In the group-level imaging analysis of rGMV, we tested for groupwise differences in the change in rGMV across the whole brain. We used the factorial design option in SPM5. In the imaging analysis, the effects of the interventions, estimated by comparing changes in Pre to Post measures as described above, were compared between the groups at each voxel with total gray matter volume in the Pre measurement, pretest scores of measures of general intelligence (RAPM), and two measures of PS (Color–Word task and Word–Color task), as covariates. The differences between the PS-training group and the control group were investigated. This analysis corresponds to the ANCOVA. RAPM pretest score was included in covariates to correct the effect of preexisting differences of general intelligence.

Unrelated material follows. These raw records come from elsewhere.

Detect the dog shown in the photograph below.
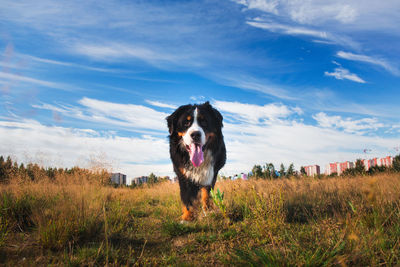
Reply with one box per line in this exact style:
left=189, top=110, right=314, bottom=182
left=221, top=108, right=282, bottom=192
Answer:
left=166, top=101, right=226, bottom=221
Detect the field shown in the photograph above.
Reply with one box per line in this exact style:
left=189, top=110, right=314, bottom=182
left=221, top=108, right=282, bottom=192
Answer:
left=0, top=173, right=400, bottom=266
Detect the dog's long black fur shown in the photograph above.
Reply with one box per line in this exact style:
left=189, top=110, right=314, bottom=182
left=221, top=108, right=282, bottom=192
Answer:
left=167, top=102, right=226, bottom=217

Furthermore, to show more firmly that preexisting group differences in rGMV did not affect findings in the group-level imaging analysis, we extracted mean changes in Pre to Post measures in the significant clusters in the group-level whole-brain imaging analysis (ANCOVA) described above, as well as mean values of the Pre measures in these significant clusters. Then, we performed the ANOVA to compare group differences of mean changes in Pre to Post measures in the significant clusters of the group-level whole-brain imaging analysis. We also performed ANCOVA to compare group differences in mean changes in the Pre to Post measures of the significant clusters and in this analysis, we used mean values of the Pre measures in these significant clusters as covariates.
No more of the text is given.